Anyhow, we leave for Colorado (Ensenada..?) at 10am. I made them breakfast. Hopefully they like it cause that's why I am still here, otherwise I would have left at 4pm. That would have been nice, but that's okay. I liked baking and working my vocal chords. I bought the Phantom of the Opera cd, the new one, and oh, I really like it. I can't sing as high as Ms. Rossum, but I can hold my own...tomorrow I will have no voice for saying that. I do find that my voice is best when I am singing to the Lord. I know that sounds corny, but it's true. I don't mind.
I finished up my back bedroom, it's a study/hang-out/music room. I like it. It makes me happy. I like the peeps I work with. All the full-time staff are pretty cool and the retirees as well. I ate over at one of the retirees house's (trailor) this last week and my "boss" is going to have me and the other two ppl my age (Angela and Toby) come over on Monday nights for suppers- yay, no cooking! That is exciting.
School is good. I am thoroughly enjoying the classes and the teachers are pretty cool. Well. I am tired, so I going to go wrap the cinn. buns and scoot. Mrr.

Wednesday, September 07, 2005

update on the nebraska-husker wannabe

Hey y'all! I am doing well!

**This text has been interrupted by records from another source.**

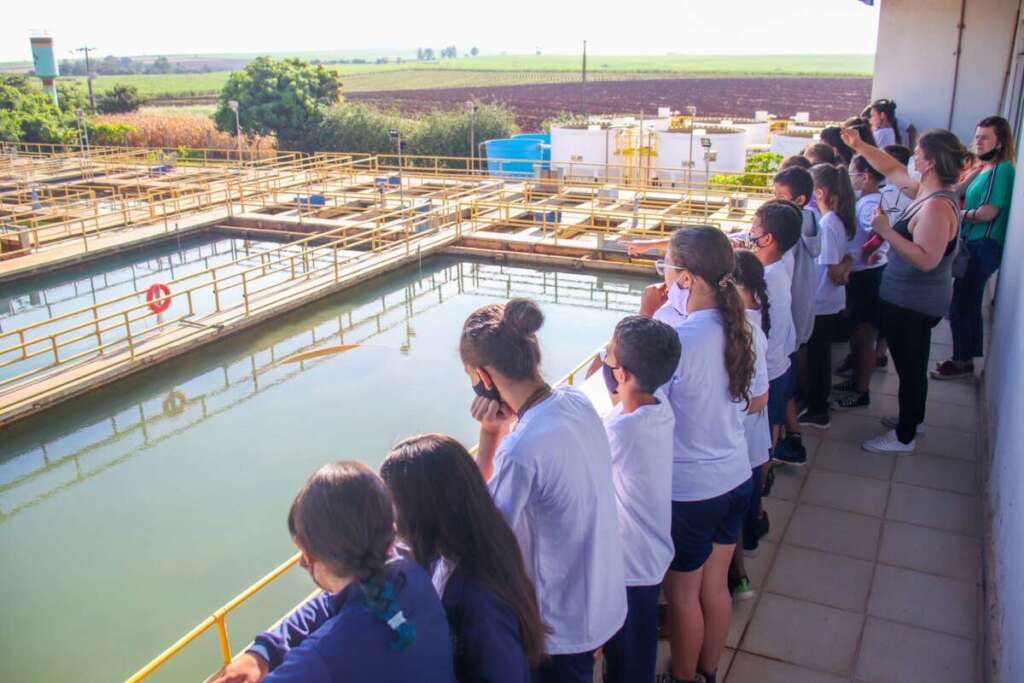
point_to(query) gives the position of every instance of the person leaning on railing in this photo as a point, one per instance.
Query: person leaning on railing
(987, 191)
(376, 620)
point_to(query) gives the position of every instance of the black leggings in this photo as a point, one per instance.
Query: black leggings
(819, 363)
(909, 335)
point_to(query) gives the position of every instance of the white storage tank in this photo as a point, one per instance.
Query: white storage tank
(757, 131)
(674, 152)
(792, 141)
(584, 153)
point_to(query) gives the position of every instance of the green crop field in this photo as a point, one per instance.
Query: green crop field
(518, 70)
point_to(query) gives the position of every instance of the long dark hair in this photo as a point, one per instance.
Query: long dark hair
(504, 336)
(750, 273)
(707, 253)
(1003, 133)
(836, 181)
(343, 518)
(946, 152)
(445, 510)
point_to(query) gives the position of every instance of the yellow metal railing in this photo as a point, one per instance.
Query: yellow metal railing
(218, 617)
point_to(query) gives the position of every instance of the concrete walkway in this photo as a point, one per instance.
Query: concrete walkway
(871, 571)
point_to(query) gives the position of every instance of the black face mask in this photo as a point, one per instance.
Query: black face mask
(482, 391)
(609, 378)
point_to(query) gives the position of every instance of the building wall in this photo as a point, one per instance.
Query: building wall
(915, 60)
(1004, 386)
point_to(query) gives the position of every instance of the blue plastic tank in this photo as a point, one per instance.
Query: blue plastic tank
(516, 157)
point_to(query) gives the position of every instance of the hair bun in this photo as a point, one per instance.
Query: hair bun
(522, 316)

My birthday was on Monday, my "boss's" family fed me pie and ice cream. I am currently done working and I have a tender hand from vacuuming the whole ground floor, well almost all of it. I also am excited about a new duster I bought from Wal-Mart. It has an extendable handle and it's bright blue! So, that's my exciting news...more to come later, eh? Miss you all! Leave me an update! Pray for the camp, that there will be unity and for me, cause I suck and I'm having trouble with it.